I found the answer to my terminal velocity question in a previous question asked. The problem is that I have attempted to solve this differential equation and cannot seem to come up with a reasonable answer for V(t)=...

The differential equation is -(g/VT^2)*V(t)^2 + g = dV(t)/dt PLEASE HELP!

ebaines · Jul 1, 2009, 02:11 PM

Please clarify the equation - is this it?

$ -( \frac g V T^2 ) [V(t)]^2 + g = \frac {dV(t)} {dt} $

Is T a constant, or did you mean to write it as lower case (time)? Also, what is that first V - the one in the denominator - is that V(t)?

David McLaurin · Jul 1, 2009, 02:31 PM

Originally Posted by ebaines

Please clarify the equation - is this it?

$ -( \frac g V T^2 ) [V(t)]^2 + g = \frac {dV(t)} {dt} $

Is T a constant, or did you mean to write it as lower case (time)? Also, what is that first V - the one in the denominator - is that V(t)?

VT is a velocity (terminal velocity).

David McLaurin · Jul 1, 2009, 02:32 PM

Originally Posted by ebaines

Please clarify the equation - is this it?

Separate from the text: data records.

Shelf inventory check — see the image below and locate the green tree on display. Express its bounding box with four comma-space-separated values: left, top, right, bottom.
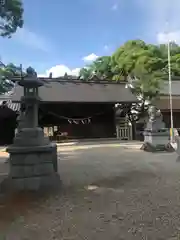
0, 0, 23, 37
80, 40, 180, 122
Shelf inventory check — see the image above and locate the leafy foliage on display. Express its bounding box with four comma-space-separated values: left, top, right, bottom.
0, 0, 23, 37
80, 40, 180, 122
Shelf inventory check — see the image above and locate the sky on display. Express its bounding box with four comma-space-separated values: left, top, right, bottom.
0, 0, 180, 77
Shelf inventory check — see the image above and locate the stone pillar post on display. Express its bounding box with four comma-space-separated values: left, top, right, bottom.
3, 67, 60, 191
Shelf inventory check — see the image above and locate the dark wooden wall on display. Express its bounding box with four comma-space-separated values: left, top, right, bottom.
162, 111, 180, 128
0, 107, 17, 146
39, 103, 116, 138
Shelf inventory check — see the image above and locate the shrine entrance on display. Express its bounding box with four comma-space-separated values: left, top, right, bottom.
39, 103, 116, 141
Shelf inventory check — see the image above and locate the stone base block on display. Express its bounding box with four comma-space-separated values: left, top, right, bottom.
140, 142, 174, 152
1, 144, 60, 191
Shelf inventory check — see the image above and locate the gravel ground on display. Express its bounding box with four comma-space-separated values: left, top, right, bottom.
0, 147, 180, 240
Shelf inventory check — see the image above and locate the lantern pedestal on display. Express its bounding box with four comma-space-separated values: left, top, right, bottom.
7, 143, 60, 191
0, 71, 60, 192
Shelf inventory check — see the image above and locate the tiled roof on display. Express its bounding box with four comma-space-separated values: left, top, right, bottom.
11, 79, 137, 103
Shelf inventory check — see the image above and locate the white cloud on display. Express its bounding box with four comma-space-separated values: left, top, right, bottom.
83, 53, 99, 62
38, 65, 80, 78
12, 28, 51, 52
104, 45, 110, 51
157, 31, 180, 44
136, 0, 180, 41
111, 3, 118, 11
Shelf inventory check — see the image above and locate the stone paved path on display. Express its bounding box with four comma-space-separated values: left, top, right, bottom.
0, 143, 180, 240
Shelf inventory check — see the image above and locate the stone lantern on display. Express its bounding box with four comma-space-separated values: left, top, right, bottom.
4, 68, 59, 191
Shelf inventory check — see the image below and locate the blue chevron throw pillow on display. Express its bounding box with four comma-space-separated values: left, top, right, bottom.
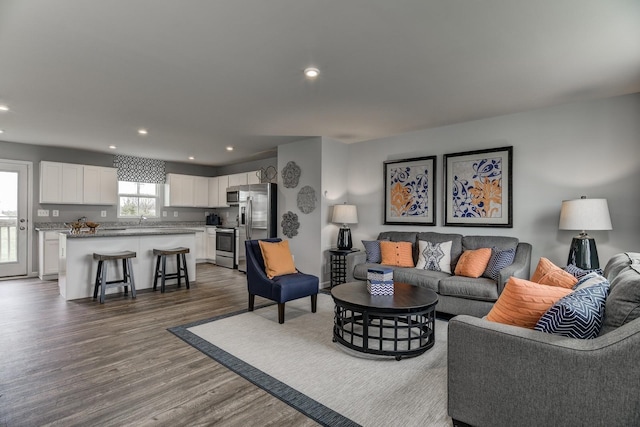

$ -( \frac g V T^2 ) [V(t)]^2 + g = \frac {dV(t)} {dt} $

Is T a constant, or did you mean to write it as lower case (time)? Also, what is that first V - the one in the denominator - is that V(t)?

$ -( \frac g VT^2 ) [V(t)]^2 + g = \frac {dV(t)} {dt} $

David McLaurin · Jul 1, 2009, 02:33 PM

$ -( \frac g (VT)^2 ) [V(t)]^2 + g = \frac {dV(t)} {dt} $

ebaines · Jul 1, 2009, 02:46 PM

Like this then:

$ - \frac {g*v^2(t)} {{V_T}^2} + g = \frac {dv(t)} {dt} $

ebaines · Jul 1, 2009, 03:21 PM

I think you'll find that v(t) is of the form:

$ v^2 = A^2(1- e^{-Bt}) $

Play with this a bit and you will find that:

$ a = V_T $

The value for B depends on factors such as the viscosity and densty of the air and the air friction constant for the shape of the object. You need an additional data point to determine B, such as the value of v at t = 10 seconds, say.

David McLaurin · Jul 2, 2009, 07:20 AM

Originally Posted by ebaines

I think you'll find that v(t) is of the form:

$ v^2 = A^2(1- e^{-Bt}) $

Play with this a bit and you will find that
$ a = V_T $ .

The value for B depends on factors such as the viscosity and densty of the air and the air friction constant for the shape of the object. You need an additional data point to determine B, such as the value of v at t = 10 seconds, say.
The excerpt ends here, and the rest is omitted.